The conversation centered around how providers can evaluate and reinvent their operations and key strategies to ensure financial success. Before making the decision to cut operations, Hennessey stressed conducting market demand studies and workforce and wage assessments to develop an accurate picture of what’s actually needed. 

“Really understand what’s going on in your market because resizing doesn’t always mean serving fewer people. It could mean resizing certain parts of your organization,” she said. “Don’t just reduce on the whole, really reduce by service line and understand where the demand is. If you’re in an over-bedded skilled nursing market but an under-bedded [assisted living] market, that helps you make that decision.” 

Once those analyses are completed, operators should be realistic about their revenue and expense projections. She said many operators tend to be very hopeful about their organization’s ability to bounce back revenue-wise.
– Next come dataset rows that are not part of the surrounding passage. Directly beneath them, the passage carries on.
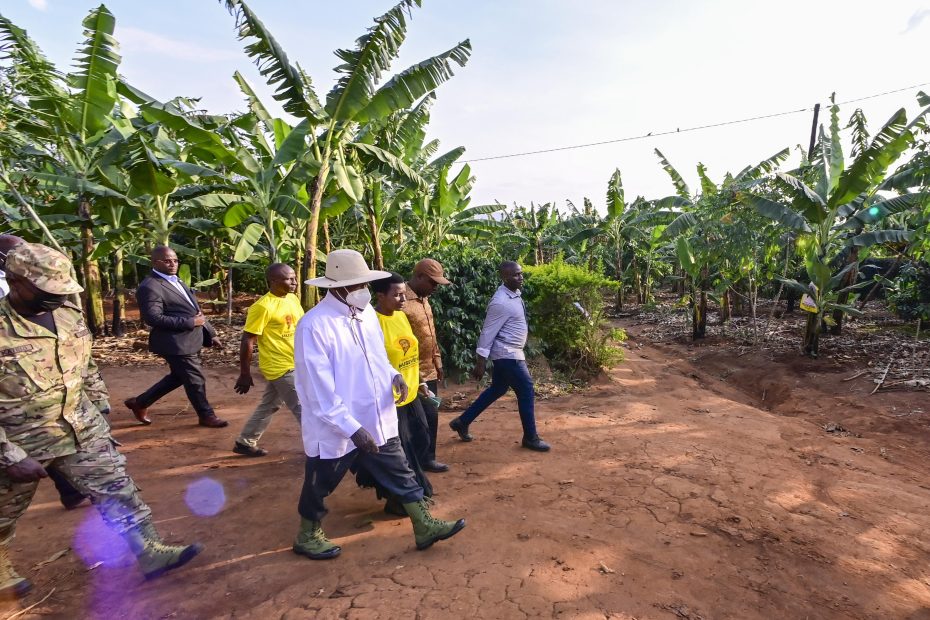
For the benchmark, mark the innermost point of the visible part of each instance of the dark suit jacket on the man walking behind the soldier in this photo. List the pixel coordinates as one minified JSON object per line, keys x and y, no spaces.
{"x":171,"y":318}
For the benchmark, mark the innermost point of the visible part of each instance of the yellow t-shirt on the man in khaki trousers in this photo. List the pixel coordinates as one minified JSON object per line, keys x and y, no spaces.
{"x":274,"y":320}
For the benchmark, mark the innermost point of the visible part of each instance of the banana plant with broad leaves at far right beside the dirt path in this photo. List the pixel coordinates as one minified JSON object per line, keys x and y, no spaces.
{"x":831,"y":214}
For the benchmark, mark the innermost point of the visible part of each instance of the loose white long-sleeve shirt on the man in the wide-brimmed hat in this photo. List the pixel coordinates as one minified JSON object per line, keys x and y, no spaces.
{"x":343,"y":379}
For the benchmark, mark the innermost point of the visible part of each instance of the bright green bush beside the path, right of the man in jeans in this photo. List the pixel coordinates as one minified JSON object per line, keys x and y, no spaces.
{"x":566,"y":312}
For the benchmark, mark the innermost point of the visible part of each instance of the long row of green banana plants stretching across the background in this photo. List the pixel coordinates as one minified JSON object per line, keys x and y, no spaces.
{"x":103,"y":171}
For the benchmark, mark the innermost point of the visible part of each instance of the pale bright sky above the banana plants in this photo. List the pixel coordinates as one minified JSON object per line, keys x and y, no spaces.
{"x":553,"y":73}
Sometimes, “we need to pull back a little bit,” she said. 

The same goes for expenses. She said one aspect that often gets overlooked is department head or overhead reductions that can go a long way. 

“These changes are harder to make … but if you dropped in size by 30%, you also need to reduce overhead, high paid positions, which is harder but that actually gets more bang for your buck,” Hennessey explained. “I would argue that your quality and your outcomes are driven by that frontline staff, lower-expense staff than department heads. We all need good leaders, but the No. 1 indicator of resident success is the relationship with their nursing assistant.” 

Any resizing decisions made by operators — including for how long and where they’ll resize — should be wrapped into the provider’s overall organizational strategy and strategy plan. 

“Be as ‘planful’ with expanding as you are with reducing,” she said. “Sometimes you get put in these difficult positions and your instinct is to reduce, but be ‘planful’ about expanding service lines, as well, and that hopefully … will drive your vision and your big goals.” 

There are risks when it comes to resizing, she noted. They include demand from the broader continuum to take on more patients and financial risks, but she stressed providers be transparent and keep good relationships with other stakeholders, like lending partners and staff. 

“It’s a lot to evaluate and I would just encourage [providers] to look forward,” Hennessey said “We’ve been to heck and back as a profession.”